I stare at the envelope in my hand. I feel so excited right now, so genuinely hopeful, I almost don’t want to open the card and get let down. The odds are high that whatever’s inside this card is going to ruin this moment—and the silly hopes that are rising up involuntarily inside me against my better judgment. I mean, no matter how cute that teddy bear is out there, we’re still talking about Jonas Faraday, after all—and he’s not a teddy bear kind of guy.

Well, there’s only one way to find out what it says.

I take a deep breath and tear open the envelope.

It’s a Hallmark card. I can’t believe my eyes. It’s a frickin’ Hallmark card, covered in pink and red hearts. The cover of the card says, “Happy Valentine’s Day” in swirling gold letters. Where did he find this card in March?

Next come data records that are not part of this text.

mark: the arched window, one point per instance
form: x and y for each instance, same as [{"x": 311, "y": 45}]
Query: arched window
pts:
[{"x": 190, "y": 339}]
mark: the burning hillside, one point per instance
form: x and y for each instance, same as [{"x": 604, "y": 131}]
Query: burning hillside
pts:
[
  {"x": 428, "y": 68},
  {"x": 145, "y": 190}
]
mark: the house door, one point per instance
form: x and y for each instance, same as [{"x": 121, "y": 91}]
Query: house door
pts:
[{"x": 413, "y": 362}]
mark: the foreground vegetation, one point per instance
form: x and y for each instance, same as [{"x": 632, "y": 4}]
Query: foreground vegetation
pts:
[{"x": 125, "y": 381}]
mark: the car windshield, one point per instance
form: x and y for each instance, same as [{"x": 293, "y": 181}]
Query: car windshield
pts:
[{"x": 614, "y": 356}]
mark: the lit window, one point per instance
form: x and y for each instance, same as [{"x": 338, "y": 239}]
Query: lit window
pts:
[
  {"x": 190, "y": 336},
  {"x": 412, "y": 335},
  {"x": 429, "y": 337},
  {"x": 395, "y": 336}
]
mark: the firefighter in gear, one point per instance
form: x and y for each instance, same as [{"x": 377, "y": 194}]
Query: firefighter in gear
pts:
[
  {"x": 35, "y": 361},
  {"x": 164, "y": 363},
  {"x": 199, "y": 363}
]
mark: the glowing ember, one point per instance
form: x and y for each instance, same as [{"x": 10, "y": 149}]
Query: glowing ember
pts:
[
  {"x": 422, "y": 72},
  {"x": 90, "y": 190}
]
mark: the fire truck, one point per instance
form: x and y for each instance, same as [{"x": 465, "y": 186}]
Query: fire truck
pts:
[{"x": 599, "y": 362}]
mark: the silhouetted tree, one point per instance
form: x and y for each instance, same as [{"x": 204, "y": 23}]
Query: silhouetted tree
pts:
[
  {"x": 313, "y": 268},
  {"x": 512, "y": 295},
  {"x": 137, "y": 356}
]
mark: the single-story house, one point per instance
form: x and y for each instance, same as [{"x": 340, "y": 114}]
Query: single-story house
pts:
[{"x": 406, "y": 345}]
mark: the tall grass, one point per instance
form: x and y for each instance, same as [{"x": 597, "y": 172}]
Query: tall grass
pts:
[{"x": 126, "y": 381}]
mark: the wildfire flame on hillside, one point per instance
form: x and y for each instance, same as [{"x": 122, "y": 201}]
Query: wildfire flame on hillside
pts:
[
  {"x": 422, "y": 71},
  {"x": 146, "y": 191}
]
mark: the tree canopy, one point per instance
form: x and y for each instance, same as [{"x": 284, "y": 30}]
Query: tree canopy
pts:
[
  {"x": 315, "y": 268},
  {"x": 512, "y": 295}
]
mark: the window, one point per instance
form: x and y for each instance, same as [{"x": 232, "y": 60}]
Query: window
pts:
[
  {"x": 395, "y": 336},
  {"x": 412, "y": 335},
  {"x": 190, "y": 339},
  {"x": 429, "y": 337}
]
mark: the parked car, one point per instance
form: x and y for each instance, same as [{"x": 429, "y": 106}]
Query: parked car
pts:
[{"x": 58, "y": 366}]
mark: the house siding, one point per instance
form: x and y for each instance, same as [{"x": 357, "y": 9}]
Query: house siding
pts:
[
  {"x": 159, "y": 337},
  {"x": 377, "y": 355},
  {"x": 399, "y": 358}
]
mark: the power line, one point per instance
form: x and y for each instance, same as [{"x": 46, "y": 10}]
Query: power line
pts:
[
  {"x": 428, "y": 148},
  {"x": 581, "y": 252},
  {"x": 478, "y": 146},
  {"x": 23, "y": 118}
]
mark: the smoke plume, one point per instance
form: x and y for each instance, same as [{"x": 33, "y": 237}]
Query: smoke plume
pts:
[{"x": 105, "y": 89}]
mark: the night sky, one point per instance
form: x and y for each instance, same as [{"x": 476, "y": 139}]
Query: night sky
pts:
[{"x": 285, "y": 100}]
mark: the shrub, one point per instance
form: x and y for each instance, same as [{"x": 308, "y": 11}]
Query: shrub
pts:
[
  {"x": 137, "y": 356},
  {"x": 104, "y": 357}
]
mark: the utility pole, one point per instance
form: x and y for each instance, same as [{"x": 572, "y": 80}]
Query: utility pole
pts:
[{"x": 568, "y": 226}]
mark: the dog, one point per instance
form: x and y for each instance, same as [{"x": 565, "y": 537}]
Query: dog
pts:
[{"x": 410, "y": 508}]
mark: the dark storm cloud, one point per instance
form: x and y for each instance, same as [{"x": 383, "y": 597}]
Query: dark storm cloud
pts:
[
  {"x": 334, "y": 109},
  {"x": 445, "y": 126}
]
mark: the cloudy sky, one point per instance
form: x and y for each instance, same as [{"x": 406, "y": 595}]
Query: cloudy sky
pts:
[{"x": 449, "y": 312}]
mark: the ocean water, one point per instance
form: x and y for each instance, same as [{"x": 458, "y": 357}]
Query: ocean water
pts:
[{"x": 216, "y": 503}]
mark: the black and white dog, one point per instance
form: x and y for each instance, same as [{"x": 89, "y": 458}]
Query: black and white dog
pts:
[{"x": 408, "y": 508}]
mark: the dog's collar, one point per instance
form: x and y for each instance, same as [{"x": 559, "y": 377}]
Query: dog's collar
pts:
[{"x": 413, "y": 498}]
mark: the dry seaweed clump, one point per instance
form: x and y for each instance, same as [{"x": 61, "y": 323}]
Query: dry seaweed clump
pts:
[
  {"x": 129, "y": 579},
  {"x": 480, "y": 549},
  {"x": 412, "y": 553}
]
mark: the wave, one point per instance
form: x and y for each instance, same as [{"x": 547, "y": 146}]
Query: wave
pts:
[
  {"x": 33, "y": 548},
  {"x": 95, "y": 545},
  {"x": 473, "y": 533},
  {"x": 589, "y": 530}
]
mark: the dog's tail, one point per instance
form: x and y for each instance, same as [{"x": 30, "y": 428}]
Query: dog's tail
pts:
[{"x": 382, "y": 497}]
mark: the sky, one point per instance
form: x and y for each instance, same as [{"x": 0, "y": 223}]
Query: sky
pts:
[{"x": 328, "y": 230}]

The inside of the card is imprinted with a stock message that makes me gasp: You are everything I never knew I always wanted. The message is followed by a handwritten letter “J.”

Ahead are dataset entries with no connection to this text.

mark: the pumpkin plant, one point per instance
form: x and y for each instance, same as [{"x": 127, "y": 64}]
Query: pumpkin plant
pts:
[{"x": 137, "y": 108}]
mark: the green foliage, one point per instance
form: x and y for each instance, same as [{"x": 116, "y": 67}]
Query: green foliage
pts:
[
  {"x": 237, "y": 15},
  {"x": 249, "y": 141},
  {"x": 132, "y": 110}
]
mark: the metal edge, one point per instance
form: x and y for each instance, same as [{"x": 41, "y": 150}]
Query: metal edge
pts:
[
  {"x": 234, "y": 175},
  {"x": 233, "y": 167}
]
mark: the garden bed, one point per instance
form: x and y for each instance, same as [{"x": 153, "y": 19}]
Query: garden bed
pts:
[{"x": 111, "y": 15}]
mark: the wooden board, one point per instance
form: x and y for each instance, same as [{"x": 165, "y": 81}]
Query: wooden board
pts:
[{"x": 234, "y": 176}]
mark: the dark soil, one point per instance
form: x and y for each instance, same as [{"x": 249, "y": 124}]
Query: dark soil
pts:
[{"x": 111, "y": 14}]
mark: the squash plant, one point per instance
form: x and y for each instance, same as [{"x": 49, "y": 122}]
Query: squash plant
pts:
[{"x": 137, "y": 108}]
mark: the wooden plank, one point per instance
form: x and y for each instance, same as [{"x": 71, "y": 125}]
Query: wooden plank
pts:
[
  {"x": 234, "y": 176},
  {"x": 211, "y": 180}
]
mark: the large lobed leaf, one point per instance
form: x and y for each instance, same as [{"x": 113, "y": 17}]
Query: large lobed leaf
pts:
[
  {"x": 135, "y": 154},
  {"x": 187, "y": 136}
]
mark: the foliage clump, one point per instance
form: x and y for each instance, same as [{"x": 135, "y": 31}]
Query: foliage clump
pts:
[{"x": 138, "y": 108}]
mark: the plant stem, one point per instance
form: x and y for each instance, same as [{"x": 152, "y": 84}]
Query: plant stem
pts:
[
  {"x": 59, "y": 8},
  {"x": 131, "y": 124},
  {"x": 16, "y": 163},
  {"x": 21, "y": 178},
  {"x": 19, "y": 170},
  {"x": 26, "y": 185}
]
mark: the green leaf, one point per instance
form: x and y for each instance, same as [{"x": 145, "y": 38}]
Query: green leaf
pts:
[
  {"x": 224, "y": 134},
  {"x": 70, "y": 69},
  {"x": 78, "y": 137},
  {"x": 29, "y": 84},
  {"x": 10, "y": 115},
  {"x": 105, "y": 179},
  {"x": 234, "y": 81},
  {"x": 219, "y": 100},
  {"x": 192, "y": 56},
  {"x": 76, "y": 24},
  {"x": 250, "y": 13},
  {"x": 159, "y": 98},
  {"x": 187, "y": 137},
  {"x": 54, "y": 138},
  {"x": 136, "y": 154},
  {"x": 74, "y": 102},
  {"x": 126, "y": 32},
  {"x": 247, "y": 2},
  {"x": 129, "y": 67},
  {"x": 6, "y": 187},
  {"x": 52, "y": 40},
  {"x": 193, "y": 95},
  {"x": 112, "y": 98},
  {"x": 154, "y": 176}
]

This is the last thing I expected him to say. My mind is reeling. I don’t even know what to think.

“Sarah!” Kat calls from the kitchen. “There’s a note in the flowers!”

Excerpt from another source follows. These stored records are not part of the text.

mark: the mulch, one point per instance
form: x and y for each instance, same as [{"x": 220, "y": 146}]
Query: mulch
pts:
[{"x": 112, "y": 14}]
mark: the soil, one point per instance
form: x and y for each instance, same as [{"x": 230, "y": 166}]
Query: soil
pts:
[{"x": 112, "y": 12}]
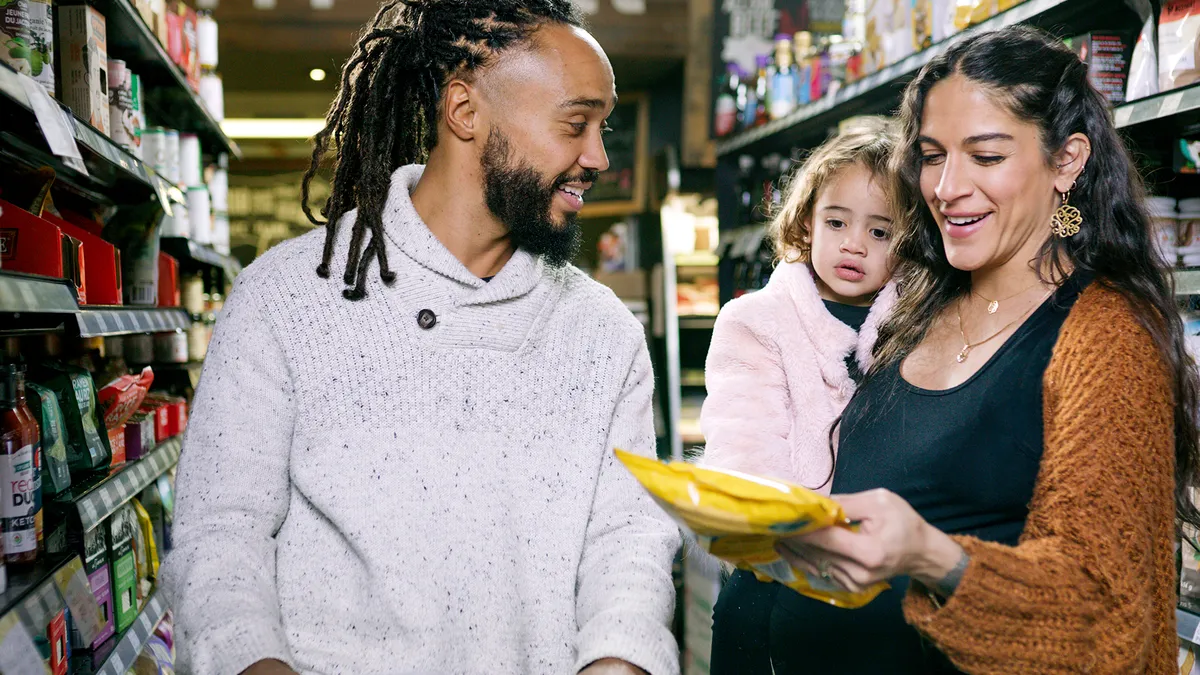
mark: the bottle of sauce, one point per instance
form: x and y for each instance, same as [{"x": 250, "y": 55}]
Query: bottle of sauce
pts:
[{"x": 19, "y": 489}]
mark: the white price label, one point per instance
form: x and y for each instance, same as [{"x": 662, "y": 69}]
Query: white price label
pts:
[
  {"x": 18, "y": 656},
  {"x": 1170, "y": 105}
]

I rush out of my room into the kitchen, and she hands me a tiny envelope. I open it to find a handwritten notecard.

“My Magnificent Sarah,

“I hereby decree today to be Jonas and Sarah’s Valentine’s Day—and since I am God, thus it is so. A car will pick you up for our traditional Valentine’s dinner at 8:00, and we will dine at a candlelit restaurant, out in public, like normal people do. At the end of our dinner, I will kiss you goodnight, if you’ll let me, and nothing more—like normal people do—and then the car will take you directly home, without me in it. (Come on, Sarah, it’s just dinner. You need to eat, right?)

“Truthfully yours, Jonas

“P.S. After we spoke yesterday, I saw your photo for the first time—hence the upgrade in your name from ‘My Beautiful Sarah’ to ‘My Magnificent Sarah.’ Damn, Sarah, you’re absolutely gorgeous.”

Holy frickin’ moly. My cheeks are burning. My head is spinning. My knees are weak. What the hell is going on here? I can’t make heads or tails of it. I know in my head that this entire charade is a big fat satire to him—some kind of nod to an alternate, surrealistic reality he’s poking fun at somehow—and yet it’s making me swoon nonetheless.

“What does it say?” Kat asks.

I wordlessly hand her the card, my mouth hanging open.

“Oh my,” she says as her eyes scan the note. When she’s done, she looks up at me, smiling from ear to ear. “Oh my,” she says again. “My, my, my, my, my.”